ROBERTO MANCINI is ready to cut Mario Balotelli loose and send him back to Italy in the next few weeks if AC Milan can be persuaded to buy him.
It may be a massive exercise in extreme wishful thinking but Manchester City remain convinced that AC Milan are poised to take Balotelli off their hands and pay £30million for the privilege.
Despite the fact that owner Silvio Berlusconi described Balotelli as "a rotten apple", surely the most remarkable case of a pot calling the kettle black ever, City believe that Milan will stump up the cash before the month is out.
City believe none of Berlusconi's comments are to be taken at face value because he will contradict himself from one day to the next.
With manager Roberto Mancini privately finally resigned to the fact he will never convince the 22-year-old that he is throwing away his career, a bid from Milan - Balotelli's boyhood team - would allow City to cut their losses on a £22m signing and his £170,000-a-week wages.
City have been aware for some time the Serie A side would need to jettison Robinho or Alexandre Pato to pave the way for a Balotelli bid. Pato arrived in Sao Paulo yesterday, having completed a move to Corinthians after a deal in which the Brazilian side paid €15m (£12m) for 60pc of the player's economic rights.
The Milan vice-president, Adriano Galliani, said Robinho would not leave, after a deal which would have returned the "homesick" former City player to Santos fell through.
Mancini's willingness to sanction Balotelli's departure demonstrates the two latest controversies to have beset him -- the threat to take City to a Premier League tribunal and last week's training-ground bust-up with Scott Sinclair and the manager - have pushed things to a point of no return.

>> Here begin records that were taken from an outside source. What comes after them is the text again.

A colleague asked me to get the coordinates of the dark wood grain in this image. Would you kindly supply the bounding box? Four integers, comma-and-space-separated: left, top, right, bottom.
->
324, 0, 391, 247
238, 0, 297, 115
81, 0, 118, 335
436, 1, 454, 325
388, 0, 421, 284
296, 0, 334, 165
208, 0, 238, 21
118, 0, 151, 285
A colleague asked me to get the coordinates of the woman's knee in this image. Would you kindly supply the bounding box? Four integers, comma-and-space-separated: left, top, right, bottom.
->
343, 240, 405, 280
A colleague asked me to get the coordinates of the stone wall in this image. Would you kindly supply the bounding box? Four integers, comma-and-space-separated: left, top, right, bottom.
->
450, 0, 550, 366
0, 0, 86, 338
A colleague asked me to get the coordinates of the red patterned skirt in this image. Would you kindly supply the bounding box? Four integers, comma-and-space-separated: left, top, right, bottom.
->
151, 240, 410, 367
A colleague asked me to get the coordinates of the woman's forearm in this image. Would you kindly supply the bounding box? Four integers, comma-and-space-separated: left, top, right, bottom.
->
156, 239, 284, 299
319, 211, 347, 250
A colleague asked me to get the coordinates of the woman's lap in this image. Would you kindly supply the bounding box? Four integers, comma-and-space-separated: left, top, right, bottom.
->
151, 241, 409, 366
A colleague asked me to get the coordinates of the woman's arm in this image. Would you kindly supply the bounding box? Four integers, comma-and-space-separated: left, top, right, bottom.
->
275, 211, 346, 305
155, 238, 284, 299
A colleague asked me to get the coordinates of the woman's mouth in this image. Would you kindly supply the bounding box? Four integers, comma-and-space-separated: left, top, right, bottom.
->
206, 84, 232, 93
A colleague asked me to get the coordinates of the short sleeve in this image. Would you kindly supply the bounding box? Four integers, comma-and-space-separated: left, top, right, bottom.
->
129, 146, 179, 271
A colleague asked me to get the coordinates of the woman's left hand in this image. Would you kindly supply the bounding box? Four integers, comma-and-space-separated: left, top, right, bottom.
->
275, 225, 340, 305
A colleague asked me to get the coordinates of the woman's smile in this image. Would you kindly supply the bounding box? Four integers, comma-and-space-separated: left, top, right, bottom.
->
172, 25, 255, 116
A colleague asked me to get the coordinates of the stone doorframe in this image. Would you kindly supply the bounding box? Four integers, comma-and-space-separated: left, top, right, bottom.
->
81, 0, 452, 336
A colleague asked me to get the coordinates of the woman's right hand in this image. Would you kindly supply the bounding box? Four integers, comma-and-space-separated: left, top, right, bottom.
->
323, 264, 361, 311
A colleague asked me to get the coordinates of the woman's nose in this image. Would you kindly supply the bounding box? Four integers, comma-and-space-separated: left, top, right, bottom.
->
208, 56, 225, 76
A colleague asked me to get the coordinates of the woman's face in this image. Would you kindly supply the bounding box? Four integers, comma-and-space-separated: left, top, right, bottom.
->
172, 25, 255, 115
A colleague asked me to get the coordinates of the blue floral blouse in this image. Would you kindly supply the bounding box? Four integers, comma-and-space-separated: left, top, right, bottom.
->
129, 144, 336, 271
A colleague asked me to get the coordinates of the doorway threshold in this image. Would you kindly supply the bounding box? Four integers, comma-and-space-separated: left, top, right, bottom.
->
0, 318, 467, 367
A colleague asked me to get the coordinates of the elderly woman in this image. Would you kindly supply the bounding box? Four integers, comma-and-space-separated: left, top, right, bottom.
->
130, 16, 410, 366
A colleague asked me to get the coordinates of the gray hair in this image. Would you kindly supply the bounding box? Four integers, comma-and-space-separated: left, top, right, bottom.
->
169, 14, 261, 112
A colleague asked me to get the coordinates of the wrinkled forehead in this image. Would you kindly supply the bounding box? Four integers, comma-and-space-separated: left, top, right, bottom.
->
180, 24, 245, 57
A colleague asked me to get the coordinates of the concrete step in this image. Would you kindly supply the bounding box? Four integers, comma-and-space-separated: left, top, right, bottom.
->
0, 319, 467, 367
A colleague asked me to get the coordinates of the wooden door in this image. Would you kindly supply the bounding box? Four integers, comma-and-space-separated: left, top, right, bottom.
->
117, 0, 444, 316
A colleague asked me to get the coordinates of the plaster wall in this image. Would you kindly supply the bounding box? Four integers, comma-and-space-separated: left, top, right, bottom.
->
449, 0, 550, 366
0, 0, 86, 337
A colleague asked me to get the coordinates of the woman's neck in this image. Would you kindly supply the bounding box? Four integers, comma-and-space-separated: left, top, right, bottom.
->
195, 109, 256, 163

Publicly, Mancini insisted last week that the conflagration, in full view of the long-lens cameras which pictured him with his head in his hands, had not persuaded him to cut his losses. Balotelli would get "100 chances" to change his ways, he said.
But Mancini has accepted that he simply cannot predict what Balotelli will do next and that he can have no control over external influences in his private life, which he feels are leading the player astray.
The City manager is turning his attentions to aspects of the side he can control, with a central defender being the main asset he will attempt to persuade his board to add this month.
Mancini has been told there will be no spending in this window unless an emergency situation crops up and feels Kolo Toure's departure to the Africa Cup of Nations, combined with Micah Richards' long-term knee injury, does fall into that category.
It leaves him with only Vincent Kompany, Matija Nastasic and Joleon Lescott at centre-back.
Mancini, who tried to buy Liverpool's Daniel Agger in the summer, does not feel a loan deal will be adequate as the players of the quality he requires are not available on loan.
Mancini, who is convinced that his side can compete for the title if they are within reach of Manchester United at the end of next month, has received Sergio Aguero back from Italy, where he has been undergoing treatment on a hamstring tear.
He will not be fit to travel to Arsenal on Sunday but could face Fulham next weekend.
Mancini has asked his most trusted physician, 73-year-old Sergio Vigano, based at Monferrato, Piedmont, to help Aguero back to fitness. Mancini first met Vigano when the physio worked with him on the muscular problems he experienced as a 17-year-old player at Sampdoria.
He then followed Mancini to Lazio and Inter. Vigano has also treated Pablo Zabaleta, Kompany and Samir Nasri.